EDITORIAL (August 23 2010): According to a report released by the State Bank on 19th August, non-performing loans (NPLs) of banks and development finance institutions have risen to touch the highest ever level of Rs 473.9 billion at the end of June, 2010 from Rs 471.9 billion at the close of March, indicating an increase of Rs 2 billion over the quarter. However, this increase was significantly lower than the rise of Rs 19.6 billion in the first quarter of 2010 and Rs 16 billion in the fourth quarter of 2009.
Out of the total NPLs, the NPLs of banks posted an increase of Rs 2.6 billion, while those of DFIs registered a decline of Rs 0.6 billion during the quarter. Interestingly, the public sector banks, including the NBP, BOP, BOK and the First Women Bank performed better during April-June, 2010 quarter, as their NPLs decreased by Rs 4.3 billion. Private sector banks, which are the biggest loan providers to the private sector, on the other hand, witnessed the largest accumulation of NPLs. A worrying aspect of the NPLs was that these continue to grow despite the reluctance of the banks to extend loans to the private sector during the past two years. Credit to the private sector grew only by Rs 17 billion during FY09 and Rs 113 billion, in FY10, which was far below the average private sector growth during the first seven years of this decade.
The swelling of the NPLs to a record level of about Rs 474 billion could be attributed to a number of factors. Bankers are generally of the view that a consistent increase in NPLs was due to the poor performance of the economy and the high interest rates. Many industries and enterprises have gone under, or suffered losses due to the overall economic slowdown in the economy, with the result that banks were unable to recover their loans in time. High interest rates raised the cost of production, which rendered some of the industries uncompetitive and reduced their sales, resulting in slower recoveries and increase in NPLs. Political uncertainty, poor law and order situation, high inflation, rupee depreciation and acute shortage of energy also contributed to the problem.
Besides, the declining trend in share prices added to the woes of the banks. The most depressing aspect is that the level of NPLs is expected to increase sharply in the coming months, due to massive floods in the country, which are certain to have a significant negative impact on the economy and greatly undermine the prospects of loans recoveries. The reaction of the banks to such a situation would naturally be to curtail credit to the private sector and ensure adequate liquidity. Resorting to these options could be highly damaging for the economic revival of the country, due to smaller flow of credit to the private sector.
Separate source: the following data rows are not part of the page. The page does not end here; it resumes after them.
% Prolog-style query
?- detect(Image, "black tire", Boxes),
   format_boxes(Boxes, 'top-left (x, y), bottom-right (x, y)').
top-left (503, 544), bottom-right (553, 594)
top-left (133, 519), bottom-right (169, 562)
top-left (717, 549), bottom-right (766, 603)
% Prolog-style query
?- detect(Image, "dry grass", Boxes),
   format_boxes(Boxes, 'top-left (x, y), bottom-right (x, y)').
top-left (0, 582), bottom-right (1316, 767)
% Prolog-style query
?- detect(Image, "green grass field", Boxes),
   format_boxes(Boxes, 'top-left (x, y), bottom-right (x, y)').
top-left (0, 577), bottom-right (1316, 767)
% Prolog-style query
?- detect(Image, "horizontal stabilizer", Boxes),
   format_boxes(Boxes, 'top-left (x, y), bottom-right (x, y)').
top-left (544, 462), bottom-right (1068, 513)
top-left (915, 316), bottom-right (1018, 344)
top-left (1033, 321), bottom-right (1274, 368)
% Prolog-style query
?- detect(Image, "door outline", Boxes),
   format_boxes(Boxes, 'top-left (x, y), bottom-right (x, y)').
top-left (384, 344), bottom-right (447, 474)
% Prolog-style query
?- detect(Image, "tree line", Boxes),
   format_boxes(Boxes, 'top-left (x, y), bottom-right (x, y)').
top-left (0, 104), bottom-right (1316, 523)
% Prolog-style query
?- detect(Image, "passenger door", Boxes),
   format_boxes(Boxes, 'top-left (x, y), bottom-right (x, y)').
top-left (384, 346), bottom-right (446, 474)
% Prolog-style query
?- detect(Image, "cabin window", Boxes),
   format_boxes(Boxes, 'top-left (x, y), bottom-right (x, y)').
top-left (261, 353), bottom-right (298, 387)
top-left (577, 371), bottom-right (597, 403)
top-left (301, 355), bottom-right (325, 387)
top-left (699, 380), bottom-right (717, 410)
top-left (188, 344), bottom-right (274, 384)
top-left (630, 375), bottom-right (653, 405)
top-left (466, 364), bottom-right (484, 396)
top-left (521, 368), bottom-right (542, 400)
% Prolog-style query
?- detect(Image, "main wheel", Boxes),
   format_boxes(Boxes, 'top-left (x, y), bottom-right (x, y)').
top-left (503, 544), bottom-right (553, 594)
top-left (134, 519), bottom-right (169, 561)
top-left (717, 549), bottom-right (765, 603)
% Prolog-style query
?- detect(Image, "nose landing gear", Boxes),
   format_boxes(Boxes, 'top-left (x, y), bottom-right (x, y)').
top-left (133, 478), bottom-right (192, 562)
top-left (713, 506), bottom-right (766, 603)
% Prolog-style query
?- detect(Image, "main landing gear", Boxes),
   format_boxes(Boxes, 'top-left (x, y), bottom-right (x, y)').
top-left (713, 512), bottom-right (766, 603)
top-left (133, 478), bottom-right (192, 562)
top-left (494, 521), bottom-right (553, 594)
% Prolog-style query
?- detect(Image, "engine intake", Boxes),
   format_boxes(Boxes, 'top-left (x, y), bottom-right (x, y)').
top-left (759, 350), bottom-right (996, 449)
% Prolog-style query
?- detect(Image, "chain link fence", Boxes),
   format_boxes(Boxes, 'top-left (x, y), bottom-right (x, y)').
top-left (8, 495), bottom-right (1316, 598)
It needs to be pointed out, nonetheless, that although the rising level of NPLs is a matter of concern, yet this does not constitute a big threat to the solvency of the banking system as a whole, because the ratio of net NPLs to the loan portfolios is still manageable. However, in order to avoid an ugly situation in the future, it would be advisable for the banks and DFIs to tighten their credit appraisals and monitoring standards and to reassess their exposures in relatively high-risk areas. The government and the State Bank could play a useful role by reducing the supply of government paper in the market and indirectly diverting bank credit to the private sector.
Such a change would, of course, involve an improvement in fiscal management of the country and realignment of the interest rate regime. However, the best guarantee for the containment of NPLs within reasonable limits could only be a vibrant economy and a thriving industrial base, which is presently handicapped by a number of factors. We would, therefore, like the government to give utmost attention to this particular aspect in order to save the economy and its financial system from the growing risks it is facing today.